GPU based synthesizer

category: code [glöplog]
Your soundcard is now free to render the video ?
raer: both
added on the 2013-07-10 18:53:45 by TLM TLM
w00t! sounds interesting! :D

i think i will give it a try!
added on the 2013-07-10 19:15:55 by rez rez
rez: thanks man! I will gladly help, contact me at tlm.thelostman at gmail
added on the 2013-07-10 19:24:41 by TLM TLM
I wrote GLSL synthesizer in my last 4k intro.

I thought GPU synthesizer can be smaller than CPU one, because they are stored as source code in 4k intro and my 4k intro already have GLSL and OpenGL code.
So GPU synthesizer code can be compressed effectively.

I don't think GPU synthesizer have advantage for speed unless your synthesizer require heavy calculation.
You can use 1 minute for pre-generating music.

Other advantage is that sound synth code and graphics shader code can share GLSL code.
By sharing code, you can save code size and easily synchronize visual and sound.
I used Boost::wave to preprocess #include in GLSL code.
That preprocessor can be used as library.

And you can also share header file between cpp file and GLSL sound synth code.
In my intro, they shares sampling rate and sound length(sec).

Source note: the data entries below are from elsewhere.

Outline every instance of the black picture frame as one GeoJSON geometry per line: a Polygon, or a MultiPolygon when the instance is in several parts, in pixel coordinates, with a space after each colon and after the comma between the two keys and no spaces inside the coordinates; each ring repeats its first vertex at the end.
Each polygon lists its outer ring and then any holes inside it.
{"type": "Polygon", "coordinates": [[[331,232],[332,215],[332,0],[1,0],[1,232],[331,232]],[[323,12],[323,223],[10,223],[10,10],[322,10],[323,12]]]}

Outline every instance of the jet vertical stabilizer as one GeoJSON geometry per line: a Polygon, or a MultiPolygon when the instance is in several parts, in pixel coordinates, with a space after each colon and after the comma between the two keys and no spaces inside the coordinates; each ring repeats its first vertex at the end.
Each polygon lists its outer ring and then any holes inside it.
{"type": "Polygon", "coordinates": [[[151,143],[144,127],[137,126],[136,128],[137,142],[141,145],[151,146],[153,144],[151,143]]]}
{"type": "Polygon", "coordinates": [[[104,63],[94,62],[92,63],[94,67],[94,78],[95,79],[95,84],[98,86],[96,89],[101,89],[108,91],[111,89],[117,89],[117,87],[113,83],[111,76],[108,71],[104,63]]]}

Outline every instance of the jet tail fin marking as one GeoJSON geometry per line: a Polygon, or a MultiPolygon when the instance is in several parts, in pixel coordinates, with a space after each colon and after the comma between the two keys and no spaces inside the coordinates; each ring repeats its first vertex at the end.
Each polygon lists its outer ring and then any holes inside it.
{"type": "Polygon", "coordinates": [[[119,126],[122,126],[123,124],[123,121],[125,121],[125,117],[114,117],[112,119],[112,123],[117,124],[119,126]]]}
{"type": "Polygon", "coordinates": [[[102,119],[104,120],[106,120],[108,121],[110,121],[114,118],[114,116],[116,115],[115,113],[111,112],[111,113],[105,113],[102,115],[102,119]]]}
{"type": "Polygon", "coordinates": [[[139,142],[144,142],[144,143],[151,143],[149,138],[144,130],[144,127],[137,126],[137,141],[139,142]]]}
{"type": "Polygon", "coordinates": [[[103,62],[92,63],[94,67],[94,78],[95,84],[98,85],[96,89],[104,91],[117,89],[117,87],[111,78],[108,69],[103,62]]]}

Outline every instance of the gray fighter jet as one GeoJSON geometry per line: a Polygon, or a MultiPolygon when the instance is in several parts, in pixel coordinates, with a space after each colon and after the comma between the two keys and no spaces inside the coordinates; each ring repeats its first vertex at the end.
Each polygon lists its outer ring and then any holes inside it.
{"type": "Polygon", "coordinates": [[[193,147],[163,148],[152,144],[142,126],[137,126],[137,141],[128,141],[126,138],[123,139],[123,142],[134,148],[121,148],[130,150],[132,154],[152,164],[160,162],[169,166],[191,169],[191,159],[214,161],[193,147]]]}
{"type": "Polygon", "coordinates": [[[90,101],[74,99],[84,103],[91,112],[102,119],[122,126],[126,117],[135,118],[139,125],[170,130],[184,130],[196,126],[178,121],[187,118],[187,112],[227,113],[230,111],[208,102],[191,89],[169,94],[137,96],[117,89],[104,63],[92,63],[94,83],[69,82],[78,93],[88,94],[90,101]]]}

My intro execute vertex shader and generate samples.
They are writen to buffer object using transform feedback.
Then they are downloaded to main memory and call win32api to play sound.

Samples are generated at parallel, so there is less flexibility than single thread CPU synthesizer.
But I think that by using compute shader, you can generate whole samples in signle thread, because compute shader can do random write to buffer.
But that would be much slower than multiple vertex shader execution and require newer GPU(>=OpenGL4.3)
added on the 2013-07-10 20:07:55 by tomohiro tomohiro
I looked into it and Punqtured missed a few details.

BB Image

This is accurate.
added on the 2013-07-10 21:45:30 by superplek superplek
Psycho and I have discussed a few times what it would take to make an (almost) pure GPU implementation of the player for my current synth. The motivation is primarily size, as the shader code would compress well together with all the other shader code in the intro, especially for pure DirectCompute intros.

One advantage of this particular synth in this regard is that each trigger of a note for a particular instrument is independent of all the others. I.e. there are no cross-channel effects or infinite response effects (except for a simple delay effect, but that could be handled as a special case). Thus, there are plenty of opportunities for parallelizing the computation.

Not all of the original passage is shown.